Aunt Billy from the Disney film Meet the Robinsons said, “From failing, you learn. From success, not so much”.
Since our resources for this module ended with our supplemental reading of the term failure and what it means to learning, this was the one that stuck with me.
Success Magazine recognizes the value of failure in attaining success; in fact, the sweetest victory is one which was most difficult to attain. We have all heard of the failures of Michael Jordan (and his hundreds of failed shots), Thomas Alba Edison (this is so cliche, right?), Henry Ford, the Wright brothers, Walt Disney, and many others.
Unlike Edison and his comrades mentioned above, a lot of us veer away from failure. We are bent on not failing that we no longer aim for the highest form of success. This ends up in mediocrity since missteps are highlighted and miscalculations laughed at.
Here lies the mistake. We have always been wrong about what it means to be not right. The human capacity to err is not a sign of inferiority in one’s intellect but is actually a step towards cognition.
Okay, failure isn’t always bad. It is actually inevitable and is oftentimes good when one is in the process of learning. While no one likes the word failure – I don’t like it, I’m sure no one on the face of the earth does – but it is inevitable if we want to learn more deeply, more comprehensively.

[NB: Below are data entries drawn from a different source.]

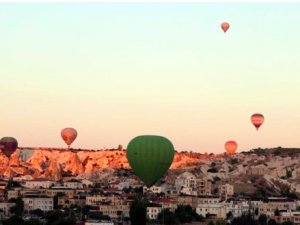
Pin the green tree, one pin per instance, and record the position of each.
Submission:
(272, 222)
(184, 213)
(14, 220)
(18, 208)
(263, 219)
(287, 223)
(138, 211)
(220, 222)
(277, 213)
(168, 218)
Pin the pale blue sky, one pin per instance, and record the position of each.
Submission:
(115, 71)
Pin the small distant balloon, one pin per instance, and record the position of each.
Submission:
(8, 145)
(257, 120)
(68, 135)
(231, 147)
(225, 26)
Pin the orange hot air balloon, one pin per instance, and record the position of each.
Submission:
(225, 26)
(257, 120)
(231, 147)
(68, 135)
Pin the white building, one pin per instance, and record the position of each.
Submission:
(87, 183)
(237, 208)
(73, 184)
(226, 191)
(155, 189)
(40, 183)
(187, 183)
(216, 210)
(43, 203)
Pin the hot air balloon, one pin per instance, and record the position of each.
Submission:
(257, 120)
(68, 135)
(150, 157)
(231, 147)
(225, 26)
(8, 145)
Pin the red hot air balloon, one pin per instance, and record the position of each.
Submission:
(257, 120)
(231, 147)
(68, 135)
(8, 145)
(225, 26)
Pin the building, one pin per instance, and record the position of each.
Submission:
(155, 189)
(13, 194)
(226, 191)
(281, 204)
(73, 184)
(42, 203)
(293, 217)
(187, 183)
(214, 210)
(39, 183)
(153, 210)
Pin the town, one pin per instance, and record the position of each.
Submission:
(187, 196)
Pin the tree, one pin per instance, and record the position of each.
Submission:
(272, 222)
(184, 213)
(277, 213)
(220, 222)
(168, 218)
(18, 208)
(229, 215)
(138, 211)
(287, 223)
(263, 219)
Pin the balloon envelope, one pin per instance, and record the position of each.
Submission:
(225, 26)
(150, 157)
(68, 135)
(9, 145)
(231, 147)
(257, 120)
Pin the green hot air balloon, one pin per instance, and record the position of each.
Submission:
(150, 157)
(8, 145)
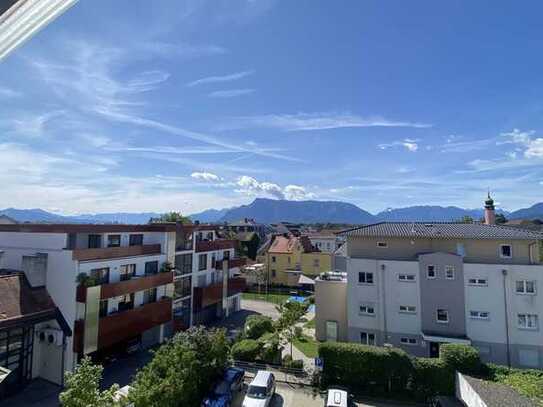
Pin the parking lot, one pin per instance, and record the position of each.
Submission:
(299, 396)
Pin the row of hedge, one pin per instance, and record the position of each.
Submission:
(380, 370)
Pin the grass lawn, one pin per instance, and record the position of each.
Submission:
(273, 298)
(308, 346)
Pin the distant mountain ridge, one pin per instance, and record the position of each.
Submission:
(273, 211)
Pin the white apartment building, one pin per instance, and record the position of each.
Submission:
(417, 285)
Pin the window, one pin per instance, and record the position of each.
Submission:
(127, 271)
(95, 241)
(151, 267)
(100, 275)
(477, 281)
(525, 287)
(365, 278)
(527, 321)
(478, 314)
(408, 341)
(506, 251)
(135, 240)
(367, 310)
(103, 308)
(367, 339)
(408, 309)
(202, 262)
(442, 316)
(149, 296)
(114, 241)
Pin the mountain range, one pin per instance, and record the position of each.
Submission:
(273, 211)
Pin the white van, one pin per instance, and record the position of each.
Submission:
(261, 390)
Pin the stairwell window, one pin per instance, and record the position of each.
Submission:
(431, 271)
(506, 251)
(367, 310)
(442, 316)
(528, 321)
(525, 287)
(365, 278)
(367, 338)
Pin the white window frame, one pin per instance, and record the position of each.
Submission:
(406, 278)
(428, 271)
(477, 282)
(368, 334)
(437, 316)
(408, 309)
(365, 282)
(510, 251)
(527, 318)
(408, 341)
(483, 315)
(366, 310)
(524, 287)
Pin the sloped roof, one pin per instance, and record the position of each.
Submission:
(442, 230)
(19, 301)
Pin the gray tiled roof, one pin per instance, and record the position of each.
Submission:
(442, 230)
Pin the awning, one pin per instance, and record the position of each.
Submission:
(445, 339)
(303, 280)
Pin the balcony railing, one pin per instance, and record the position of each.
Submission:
(232, 263)
(204, 296)
(211, 245)
(129, 324)
(135, 284)
(115, 252)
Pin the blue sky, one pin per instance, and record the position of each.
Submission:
(190, 105)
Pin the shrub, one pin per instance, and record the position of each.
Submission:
(463, 358)
(246, 350)
(365, 367)
(431, 377)
(258, 325)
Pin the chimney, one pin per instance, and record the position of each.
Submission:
(490, 214)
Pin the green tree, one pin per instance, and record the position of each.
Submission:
(83, 388)
(291, 312)
(172, 217)
(181, 370)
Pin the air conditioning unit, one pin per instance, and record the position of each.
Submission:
(50, 336)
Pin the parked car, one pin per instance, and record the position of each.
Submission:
(338, 397)
(223, 391)
(261, 390)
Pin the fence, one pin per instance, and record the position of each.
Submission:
(282, 374)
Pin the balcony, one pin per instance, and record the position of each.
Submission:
(205, 296)
(135, 284)
(212, 245)
(129, 324)
(115, 252)
(232, 263)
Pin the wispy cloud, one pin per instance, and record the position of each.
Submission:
(409, 144)
(230, 93)
(217, 79)
(315, 121)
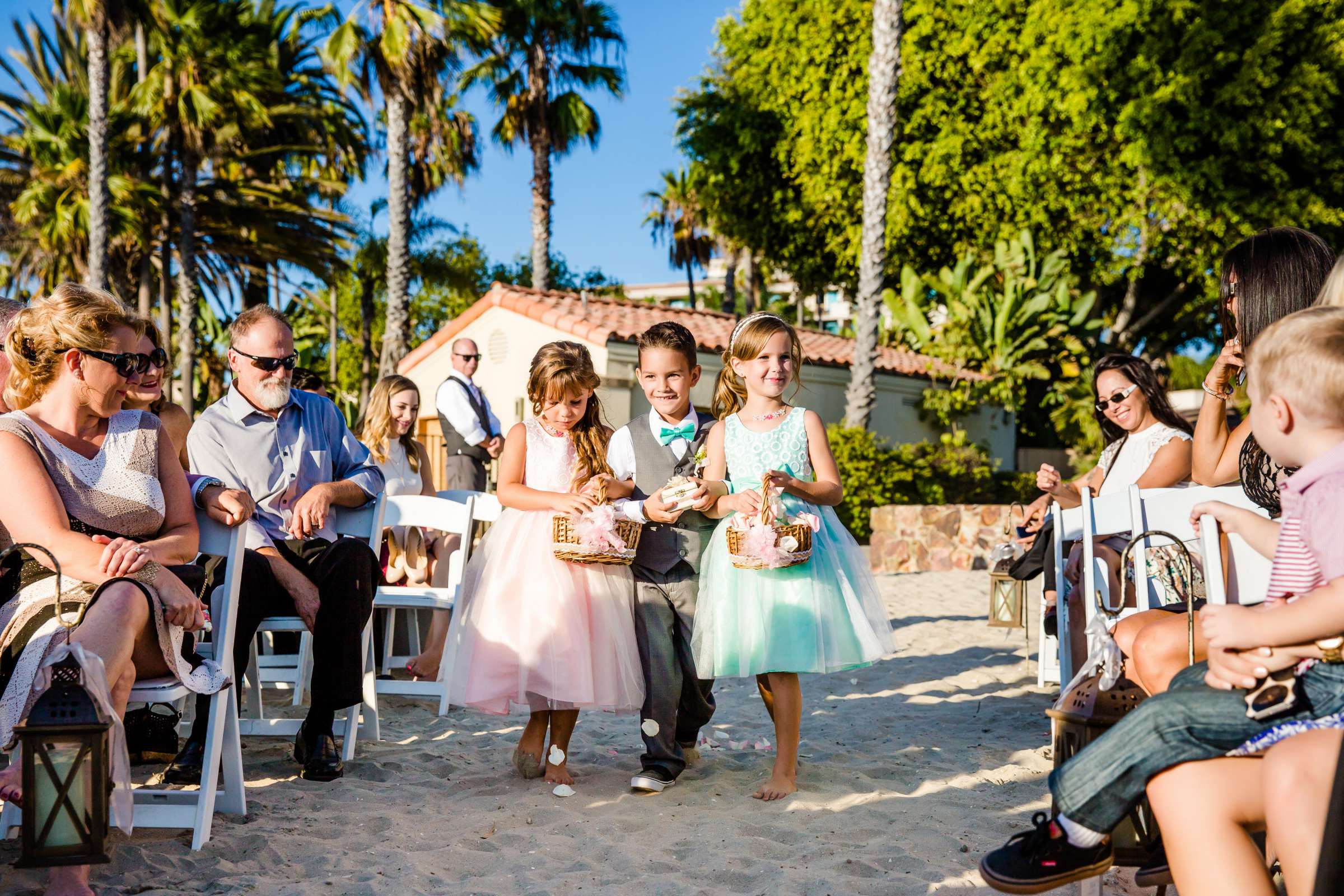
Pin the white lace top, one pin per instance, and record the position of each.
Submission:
(1128, 459)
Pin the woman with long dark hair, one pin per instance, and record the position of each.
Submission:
(1147, 444)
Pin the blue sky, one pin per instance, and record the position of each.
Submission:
(599, 195)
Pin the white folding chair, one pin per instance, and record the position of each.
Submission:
(451, 517)
(361, 523)
(195, 809)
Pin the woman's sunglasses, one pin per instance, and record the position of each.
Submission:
(1117, 398)
(127, 363)
(269, 365)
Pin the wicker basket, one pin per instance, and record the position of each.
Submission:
(801, 534)
(566, 540)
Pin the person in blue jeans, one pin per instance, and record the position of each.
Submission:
(1298, 416)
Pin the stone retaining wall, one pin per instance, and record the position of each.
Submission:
(916, 538)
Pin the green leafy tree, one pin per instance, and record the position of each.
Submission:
(1014, 320)
(1141, 137)
(678, 220)
(548, 53)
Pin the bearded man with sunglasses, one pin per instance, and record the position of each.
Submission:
(292, 452)
(471, 429)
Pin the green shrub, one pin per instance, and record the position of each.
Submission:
(951, 470)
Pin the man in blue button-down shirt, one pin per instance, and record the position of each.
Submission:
(295, 456)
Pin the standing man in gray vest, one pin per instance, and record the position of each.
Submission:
(651, 449)
(471, 430)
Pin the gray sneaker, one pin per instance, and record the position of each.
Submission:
(652, 781)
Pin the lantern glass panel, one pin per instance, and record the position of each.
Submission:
(62, 830)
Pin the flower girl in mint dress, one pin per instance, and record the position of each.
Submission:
(822, 615)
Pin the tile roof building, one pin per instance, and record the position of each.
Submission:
(510, 323)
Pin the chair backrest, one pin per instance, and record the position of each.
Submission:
(226, 542)
(362, 521)
(486, 507)
(435, 512)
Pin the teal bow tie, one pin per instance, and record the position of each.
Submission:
(670, 433)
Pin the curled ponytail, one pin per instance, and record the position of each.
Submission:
(72, 316)
(566, 368)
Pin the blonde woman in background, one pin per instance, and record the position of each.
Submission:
(386, 432)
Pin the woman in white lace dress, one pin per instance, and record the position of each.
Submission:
(101, 488)
(1147, 445)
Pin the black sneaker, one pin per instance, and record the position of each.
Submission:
(1155, 872)
(1042, 859)
(652, 781)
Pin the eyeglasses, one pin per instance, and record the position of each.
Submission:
(127, 363)
(269, 365)
(1117, 398)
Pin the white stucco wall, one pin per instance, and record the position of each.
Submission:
(508, 340)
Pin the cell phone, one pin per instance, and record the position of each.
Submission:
(1276, 693)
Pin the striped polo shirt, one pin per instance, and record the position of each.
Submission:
(1309, 550)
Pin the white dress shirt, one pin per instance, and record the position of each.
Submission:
(620, 456)
(451, 401)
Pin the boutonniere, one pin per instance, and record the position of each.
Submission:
(702, 459)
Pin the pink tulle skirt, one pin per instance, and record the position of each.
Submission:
(541, 633)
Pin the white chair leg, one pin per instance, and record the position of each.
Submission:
(254, 708)
(234, 800)
(389, 636)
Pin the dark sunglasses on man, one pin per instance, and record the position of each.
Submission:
(269, 365)
(127, 363)
(1117, 398)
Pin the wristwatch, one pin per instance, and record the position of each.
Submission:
(1331, 649)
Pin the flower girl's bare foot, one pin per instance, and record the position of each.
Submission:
(777, 787)
(558, 774)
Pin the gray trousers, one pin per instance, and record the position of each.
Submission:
(464, 473)
(675, 698)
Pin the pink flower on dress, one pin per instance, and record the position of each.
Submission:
(596, 530)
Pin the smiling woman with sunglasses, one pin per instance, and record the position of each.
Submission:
(147, 393)
(99, 487)
(1147, 444)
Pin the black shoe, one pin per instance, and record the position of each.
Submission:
(321, 759)
(1042, 859)
(186, 766)
(652, 781)
(1155, 872)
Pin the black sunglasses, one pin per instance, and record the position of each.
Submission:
(1117, 398)
(127, 363)
(269, 365)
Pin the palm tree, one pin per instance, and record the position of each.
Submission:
(549, 46)
(97, 18)
(676, 217)
(412, 48)
(884, 69)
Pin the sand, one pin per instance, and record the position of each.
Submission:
(911, 770)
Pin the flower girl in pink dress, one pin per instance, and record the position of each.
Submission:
(533, 631)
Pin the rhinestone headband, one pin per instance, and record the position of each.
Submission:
(748, 320)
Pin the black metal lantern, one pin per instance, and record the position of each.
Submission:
(1007, 595)
(66, 777)
(1086, 712)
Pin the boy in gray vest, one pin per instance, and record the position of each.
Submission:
(651, 449)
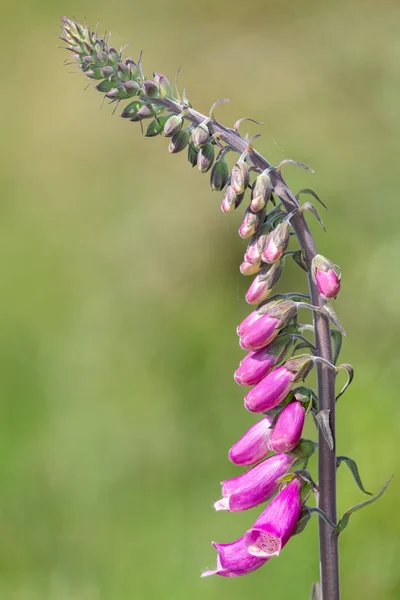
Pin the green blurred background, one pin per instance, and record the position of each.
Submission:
(120, 294)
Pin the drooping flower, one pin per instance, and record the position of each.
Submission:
(287, 430)
(263, 325)
(277, 384)
(253, 445)
(325, 276)
(254, 486)
(234, 560)
(257, 364)
(276, 525)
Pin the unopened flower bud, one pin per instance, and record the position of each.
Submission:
(251, 223)
(288, 428)
(256, 246)
(150, 89)
(253, 445)
(254, 486)
(240, 177)
(276, 525)
(131, 110)
(192, 155)
(179, 141)
(261, 192)
(173, 125)
(258, 363)
(146, 111)
(107, 72)
(200, 135)
(277, 384)
(163, 84)
(263, 283)
(325, 276)
(262, 326)
(247, 268)
(276, 243)
(205, 157)
(219, 175)
(131, 88)
(231, 200)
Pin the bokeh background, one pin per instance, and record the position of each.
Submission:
(120, 295)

Try counting the number of setbacks that you’ve had in college life. If you have never failed then, chances are, you have not tried hard. Failure is no less than the refiner’s fire. The greatest philosophers, doctors, inventors, teachers and politicians in history have failed and they have failed often.
Failure should be seen as an opportunity to grow and never as loss or deficit. It is a tool that will help one recognize why failure occurred and how one can rise from it. It pays to ask oneself some questions during failure –
- What caused the failure?
- How can I turn this failure into success?
- What steps do I need to take to try all over again?
- How do I ensure that I will now do more intelligently?
Failure can also help a learner build his character. It can be a strong motivator that will consistently prod you to move forward.
Let us remember, fellow classmates, that success is given to those who are ready to take it and this takes determination, willpower, grit and, yes, intelligence, too.